The purpose of this study was to quantitatively measure the adsorption of several organic micropollutants and surrogate molecules to a model polymer surface. To begin developing a quantitative understanding of the interactions between organic micropollutants and polymer membrane surfaces, angle-resolved second harmonic scattering laser spectroscopy was used to probe the adsorption of resonant aqueous cationic and anionic dye molecules to polystyrene surfaces. Calculation of the Gibbs free energy for adsorption of malachite green to negatively charged polystyrene and naphthol yellow S to positively charged polystyrene revealed highly favorable interactions. The Gibbs free energy of adsorption for the adsorption of malachite green to negatively charged polystyrene was in agreement with other independent measurements.

For non-resonant organic solutes, including the micropollutants caffeine and pentoxifylline, a competitive displacement methodology was employed to obtain values for the Gibbs free energy of adsorption.

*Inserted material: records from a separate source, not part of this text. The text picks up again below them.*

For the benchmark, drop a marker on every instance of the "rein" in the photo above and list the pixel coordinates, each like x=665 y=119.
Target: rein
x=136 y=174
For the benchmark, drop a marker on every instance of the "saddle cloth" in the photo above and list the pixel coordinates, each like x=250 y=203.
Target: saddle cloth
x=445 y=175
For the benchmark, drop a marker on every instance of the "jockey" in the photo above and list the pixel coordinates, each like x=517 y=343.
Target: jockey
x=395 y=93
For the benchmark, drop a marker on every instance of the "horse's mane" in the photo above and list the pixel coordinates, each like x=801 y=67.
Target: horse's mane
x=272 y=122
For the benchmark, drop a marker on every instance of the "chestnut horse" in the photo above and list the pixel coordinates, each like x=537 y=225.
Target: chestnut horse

The mechanism of adsorption for these organic micropollutants appears to be dominated by van der Waals interactions, with surface charge playing a relatively minor role, even for ionic adsorbers. Preliminary results on the adsorption of organic solutes to polyamide surfaces will also be presented.

This experimental technique provides a straightforward way of quantifying the adsorption of critical organic micropollutants to polymer membrane surfaces. These measurements could inform the design of membranes with improved rejection of organic micropollutants, reducing the need for costly secondary treatment of purified wastewater.